Etudier, préserver et faire connaître le Patrimoine Historique, Naturel et Culturel de Séderon et de sa Région

Lou Trepoun 27
Du noyer au pasteù
(ou la « dialectique » du noyer séderonnais)
Article mis en ligne le 30 septembre 2013
dernière modification le 13 décembre 2014

par CHARROL Jean-François
Grand coume Pilato Grand comme Pilate
Pren (ou Prim ?) coume unú pata Prend comme un chiffon
(ou léger comme une toile ?)
Dous coume de mèu Doux comme le miel,
Amar coume de fèu Amer comme du fiel,
Qu es ? Qui est-ce ?
Lou nóuguié Le noyer.

Cette devinette provençale [1] présente le noyer dans toute son ambivalence, comme celle de la noix à la fois douce et amère selon les étapes de sa formation et de sa maturation. A la fois utile et/ou nuisible, bénéfique et/ou maléfique selon les propriétés que lui ont attribuées différentes croyances ou mythes, de l’antiquité à nos jours, ce bel arbre au port majestueux a toujours été environné de mystère. Je ne m’étendrai pas sur ce sujet très vaste pour en rester aux noyers séderonnais qu’on appelle aussi « nousier » ou encore « nougier » dans le patois local. Vers le milieu de la décennie trente, ils étaient nombreux, dans les champs ou en bordure de ceux-ci. Peu à peu, la baisse de leur intérêt en termes de valeur marchande, la gêne qu’ils apportaient à l’utilisation des moyens mécaniques de culture de plus en plus répandus, conduisirent à leur élimination progressive. On estimait le « nousier » pour la valeur commerciale de son bois en menuiserie, pour la production des fruits facilement conservés dans leur coquille dure, ses feuilles utilisées en décoction ou en infusion (l’expression pren coume unó pato n’évoque t-elle pas la douceur du contact de la feuille dans la main semblable à celui d’une « pate » – pièce de tissu – prim traduisant la finesse, la légèreté, dans un sens finalement assez voisin) efficaces selon des traditions millénaires pour leurs propriétés vermifuges, toniques, dépuratives et stimulantes de l’appétit. Mais en même temps (dialectique de la nature ou simplement revers de la médaille ?) apparaissaient des caractères négatifs : stérilité du champ aux abords de l’arbre, dangerosité de son ombre. Monsieur de Rénal dans « Le Rouge et le Noir » ne disait-il pas [2] : « Chacun de ces maudits noyers me coûte la récolte d’un demi-arpent, le blé ne peut venir sous leur ombre. » Mais déjà le naturaliste latin Pline l’Ancien (Ier siècle) avait écrit : « Son ombre appesantit et offense le cerveau des hommes et porte nuisance à ce qui est planté autour ». Nos paysans séderonnais émettaient des craintes semblables. Les moissonneurs, au moment du repas en plein champ évitaient, sauf en cas d’absence d’autre possibilité, l’ombre des noyers ; dans cette situation les plus anxieux (ou les plus prudents) s’installaient mi-ombre mi-soleil.

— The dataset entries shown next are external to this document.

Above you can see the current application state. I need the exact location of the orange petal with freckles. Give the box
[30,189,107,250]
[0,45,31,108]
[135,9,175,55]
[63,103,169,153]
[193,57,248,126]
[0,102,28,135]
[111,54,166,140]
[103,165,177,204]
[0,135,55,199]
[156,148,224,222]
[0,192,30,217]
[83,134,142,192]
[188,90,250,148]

A « La Rosière », près du départ du vieux « chemin de Bail » se dressait un très beau noyer particulièrement haut et imposant. On l’appelait : « le noyer du Polyton » (sans doute en raison du prénom Hyppolyte qui devait être celui du propriétaire). A l’automne, nous, les enfants, venions gambader dans l’épaisse couche de feuilles tombées, humides et odorantes, à la recherche des noix que nous enfouissions dans nos poches. Un nombre important de ces arbres, bien moins développés, occupait les champs en terrasses incultes qui, au bas du Crapon, dominaient La Rosière au-dessus de l’ancienne maison Lacroze et au-delà. Je n’ai jamais su à qui ils appartenaient. De toute façon ils ne produisaient guère de noix, du fait qu’ils poussaient sur un terrain peu fertile. C’est vraisemblablement pour ce motif que les propriétaires se décidèrent à les vendre. Le grain du bois est, paraît-il plus serré, donc recherché, lorsqu’il a poussé en terrain pauvre.

AUTRE HISTOIRE DE MIEL

Si le bois de noyer n’avait pas une grande valeur pour le chauffage – « pichoto flame, grand cendrier » dit l’adage provençal – il était très utilisé dans nos campagnes en menuiserie ou ébénisterie parce que facile à trouver et en raison de ses qualités propres qui conféraient aux objets fabriqués solidité et beauté. On appréciait particulièrement, sur les meubles et les portes, l’aspect veiné et marbré que rehaussait la cire après un bon polissage. Des marchands de bois circulaient dans la région à la recherche des beaux troncs. Les plus connus étaient Messieurs Thirion (d’Eygalayes) père et fils, Alphonse dit « Le Fonce », et Louis. Le premier, très habile négociant, toujours à l’affût de la bonne affaire, était célèbre par sa stratégie d’acheteur : en rencontrant volontairement ou de façon fortuite le propriétaire de l’arbre convoité, il l’abordait en souriant avec force tapes amicales sur l’épaule tout en ponctuant ses gestes d’un tic de langage mémorable : « dis... dis... dis... » qui captait forcément l’attention. Le père et le fils, eux-mêmes cultivateurs avisés connaissaient parfaitement le milieu agricole de la région, les propriétés, les arbres, leur plus ou moins grande valeur. Ils parvenaient ainsi à conclure les marchés les plus intéressants. Cependant, ce furent des marchands de bois de Laragne qui achetèrent les vieux noyers qui végétaient sur les landes en terrasses de La Rosière. Le chantier d’abattage dura quelque temps, haches et scies troublant le calme habituel du quartier ; il fut marqué par un épisode inattendu.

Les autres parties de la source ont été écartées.